We witness pieces of our environment being taken when it is not rightfully theirs to take, and they destroy that which affects us all.                                                                                                       
 Our seas are being emptied, our last trees cut down. Our land is mined, our air polluted and our food supply contaminated. Around the world, the earth's resources are being plundered with no regard for the long-term health of our planet or the future lives of our children.                                                

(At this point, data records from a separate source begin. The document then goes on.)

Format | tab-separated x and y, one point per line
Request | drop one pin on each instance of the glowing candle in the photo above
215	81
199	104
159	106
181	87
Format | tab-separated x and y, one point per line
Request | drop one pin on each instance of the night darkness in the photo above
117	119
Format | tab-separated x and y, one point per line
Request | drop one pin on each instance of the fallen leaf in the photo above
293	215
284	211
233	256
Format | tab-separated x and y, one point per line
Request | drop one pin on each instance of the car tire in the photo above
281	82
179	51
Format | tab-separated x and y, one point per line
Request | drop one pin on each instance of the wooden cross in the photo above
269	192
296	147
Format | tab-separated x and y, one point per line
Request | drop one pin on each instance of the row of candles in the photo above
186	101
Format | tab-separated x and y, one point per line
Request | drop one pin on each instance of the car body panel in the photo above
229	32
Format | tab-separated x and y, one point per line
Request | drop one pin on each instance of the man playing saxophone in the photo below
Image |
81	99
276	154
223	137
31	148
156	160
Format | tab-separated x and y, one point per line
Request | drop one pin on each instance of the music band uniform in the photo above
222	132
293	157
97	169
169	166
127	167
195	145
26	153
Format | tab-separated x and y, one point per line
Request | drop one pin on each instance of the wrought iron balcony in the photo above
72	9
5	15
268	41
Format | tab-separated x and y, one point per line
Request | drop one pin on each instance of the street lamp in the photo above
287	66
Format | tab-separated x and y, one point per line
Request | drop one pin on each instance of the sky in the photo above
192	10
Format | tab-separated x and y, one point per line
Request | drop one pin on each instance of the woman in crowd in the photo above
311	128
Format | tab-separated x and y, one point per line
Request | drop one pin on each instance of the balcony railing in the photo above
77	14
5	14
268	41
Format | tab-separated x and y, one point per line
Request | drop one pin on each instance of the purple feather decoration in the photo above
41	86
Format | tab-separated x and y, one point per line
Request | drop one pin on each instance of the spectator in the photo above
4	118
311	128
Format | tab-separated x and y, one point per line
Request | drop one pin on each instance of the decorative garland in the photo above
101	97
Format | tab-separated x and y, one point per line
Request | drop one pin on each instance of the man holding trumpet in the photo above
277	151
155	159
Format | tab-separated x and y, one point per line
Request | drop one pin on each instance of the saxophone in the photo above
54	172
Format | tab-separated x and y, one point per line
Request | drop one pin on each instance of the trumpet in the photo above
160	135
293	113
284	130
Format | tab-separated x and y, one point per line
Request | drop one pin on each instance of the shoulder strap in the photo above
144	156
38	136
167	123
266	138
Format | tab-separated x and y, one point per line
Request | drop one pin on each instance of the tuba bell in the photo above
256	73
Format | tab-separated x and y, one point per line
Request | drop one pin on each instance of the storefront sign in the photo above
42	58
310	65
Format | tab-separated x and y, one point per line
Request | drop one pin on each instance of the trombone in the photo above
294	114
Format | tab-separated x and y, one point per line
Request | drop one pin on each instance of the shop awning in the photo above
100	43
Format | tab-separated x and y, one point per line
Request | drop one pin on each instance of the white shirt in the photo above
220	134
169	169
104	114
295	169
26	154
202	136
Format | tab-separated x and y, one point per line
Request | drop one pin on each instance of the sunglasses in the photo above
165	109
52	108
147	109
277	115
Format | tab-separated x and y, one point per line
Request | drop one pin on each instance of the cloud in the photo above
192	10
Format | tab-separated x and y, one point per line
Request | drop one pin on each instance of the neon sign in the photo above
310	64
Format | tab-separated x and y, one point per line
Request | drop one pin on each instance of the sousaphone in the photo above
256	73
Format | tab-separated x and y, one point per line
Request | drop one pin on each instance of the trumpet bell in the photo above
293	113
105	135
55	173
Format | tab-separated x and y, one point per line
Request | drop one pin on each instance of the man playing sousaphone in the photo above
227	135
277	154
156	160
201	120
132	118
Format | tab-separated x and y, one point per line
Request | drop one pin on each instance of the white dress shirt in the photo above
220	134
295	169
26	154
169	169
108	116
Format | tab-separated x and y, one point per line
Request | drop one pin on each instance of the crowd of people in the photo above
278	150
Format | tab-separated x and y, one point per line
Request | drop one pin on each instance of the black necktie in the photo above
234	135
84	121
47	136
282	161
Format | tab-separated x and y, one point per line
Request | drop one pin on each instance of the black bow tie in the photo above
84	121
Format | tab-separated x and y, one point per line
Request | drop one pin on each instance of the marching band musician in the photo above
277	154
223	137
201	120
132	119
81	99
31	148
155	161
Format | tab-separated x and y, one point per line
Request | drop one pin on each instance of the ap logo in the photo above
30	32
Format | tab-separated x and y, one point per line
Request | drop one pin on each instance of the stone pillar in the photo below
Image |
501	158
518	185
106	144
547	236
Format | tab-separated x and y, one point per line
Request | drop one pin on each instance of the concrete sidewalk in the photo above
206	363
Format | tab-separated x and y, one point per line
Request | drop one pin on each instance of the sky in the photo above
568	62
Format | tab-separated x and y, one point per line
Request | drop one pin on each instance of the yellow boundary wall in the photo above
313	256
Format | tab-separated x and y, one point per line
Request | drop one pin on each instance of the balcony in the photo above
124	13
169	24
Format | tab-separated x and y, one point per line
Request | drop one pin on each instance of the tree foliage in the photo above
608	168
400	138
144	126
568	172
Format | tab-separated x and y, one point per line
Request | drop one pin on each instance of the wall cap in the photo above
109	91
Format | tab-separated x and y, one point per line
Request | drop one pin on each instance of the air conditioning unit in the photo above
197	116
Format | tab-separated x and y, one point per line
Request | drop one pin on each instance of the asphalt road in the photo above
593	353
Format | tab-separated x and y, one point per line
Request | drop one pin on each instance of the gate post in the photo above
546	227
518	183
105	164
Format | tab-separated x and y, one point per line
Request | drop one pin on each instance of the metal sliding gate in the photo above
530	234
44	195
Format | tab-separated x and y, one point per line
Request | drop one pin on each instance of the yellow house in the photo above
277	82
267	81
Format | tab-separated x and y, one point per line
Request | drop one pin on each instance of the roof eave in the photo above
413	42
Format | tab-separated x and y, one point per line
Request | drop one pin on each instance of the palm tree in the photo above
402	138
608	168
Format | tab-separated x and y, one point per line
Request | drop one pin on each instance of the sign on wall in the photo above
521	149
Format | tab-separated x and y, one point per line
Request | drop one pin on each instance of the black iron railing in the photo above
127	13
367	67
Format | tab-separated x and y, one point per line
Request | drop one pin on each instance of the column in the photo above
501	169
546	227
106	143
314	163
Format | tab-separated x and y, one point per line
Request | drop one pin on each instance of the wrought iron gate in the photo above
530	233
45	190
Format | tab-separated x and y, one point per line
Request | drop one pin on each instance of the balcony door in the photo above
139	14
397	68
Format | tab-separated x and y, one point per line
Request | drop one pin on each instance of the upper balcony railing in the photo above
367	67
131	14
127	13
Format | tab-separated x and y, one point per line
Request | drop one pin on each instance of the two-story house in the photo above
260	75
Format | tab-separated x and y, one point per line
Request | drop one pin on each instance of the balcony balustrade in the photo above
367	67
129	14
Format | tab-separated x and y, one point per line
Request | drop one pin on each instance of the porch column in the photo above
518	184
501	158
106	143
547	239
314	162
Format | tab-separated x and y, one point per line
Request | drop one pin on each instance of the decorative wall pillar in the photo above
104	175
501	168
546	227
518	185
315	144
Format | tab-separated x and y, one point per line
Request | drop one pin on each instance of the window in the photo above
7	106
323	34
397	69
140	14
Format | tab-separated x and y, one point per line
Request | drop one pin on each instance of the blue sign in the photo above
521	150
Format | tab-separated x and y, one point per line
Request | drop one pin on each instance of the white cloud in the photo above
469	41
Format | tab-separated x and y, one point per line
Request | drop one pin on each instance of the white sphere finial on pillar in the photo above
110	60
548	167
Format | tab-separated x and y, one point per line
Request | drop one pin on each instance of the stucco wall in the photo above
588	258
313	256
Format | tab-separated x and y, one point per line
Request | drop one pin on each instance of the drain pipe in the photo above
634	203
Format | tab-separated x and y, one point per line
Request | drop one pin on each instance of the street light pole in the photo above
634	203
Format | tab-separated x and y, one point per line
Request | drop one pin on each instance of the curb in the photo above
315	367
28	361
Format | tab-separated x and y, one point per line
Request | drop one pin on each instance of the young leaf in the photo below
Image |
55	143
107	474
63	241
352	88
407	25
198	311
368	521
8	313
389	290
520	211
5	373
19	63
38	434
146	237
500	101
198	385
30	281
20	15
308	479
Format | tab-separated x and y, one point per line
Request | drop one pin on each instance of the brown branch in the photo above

 I am horrified that the 'Gunns' company in Tasmania, a wood chip supplier, can claim to be able to totally destroy heritage forests yet not pollute a pristine environment at all. There is always the cry that they will provide employment, but for how long. Once the last tree is felled......where does the woodcutter turn to next. Queenstown in Tasmania is still a stark reminder if the devastation that occurs when the earth is stripped bare, simply because we can.

Kay: Log Cabin River
We specified in the guidelines for this project that traditional blocks were OK. A number of years ago I learnt to do log cabin pieced houses and trees. I have used this technique in my river quilt.
Sandra: River Sunrise
Constructed using techniques I learnt in a workshop with Gloria Loughman. The background is painted, the applique is raw edged, definition is achieved with stitching.
Sandra: Walking with Pardy
I based this quilt on photos taken of the Queanbeyan River below our house. The three girls are my grand-daughters walking with their 'Pardy'.
Leslie: A Celtic River
My stained glass river quilt with free motion machine quilting. I learned how to work with bias binding at a Fiona Hammond Celtic workshop.
Wendy: Night time Magic
 Robyn McPherson showed me how to use BoNash and foiling on fabric and I have applied this to my nightime river quilt. I had a ball with the neon light signs - Singer, Janome plus QQH(eadquarters), AMEX, VISA etc. What more could a quilter want?
Wendy: Sitting by the River
Inspired by Robyn McPherson and artist Sandy Hellis in Gundagai. I had fun constructing this using liberated raw edge applique, crayons,
Wendy:  Panther in the Jungle.
Wendy: Close up
Narell:  
Having finished two Helen Godden workshops I decided to try out my set of paints. I was inspired by the Tour de France, thinking of the Swiss Alps and wonderful farming land with meandering rivers.
Narell: 
I've had the river piece for a while and thought that it would make a great river quilt as nearly all rivers finish in the sea.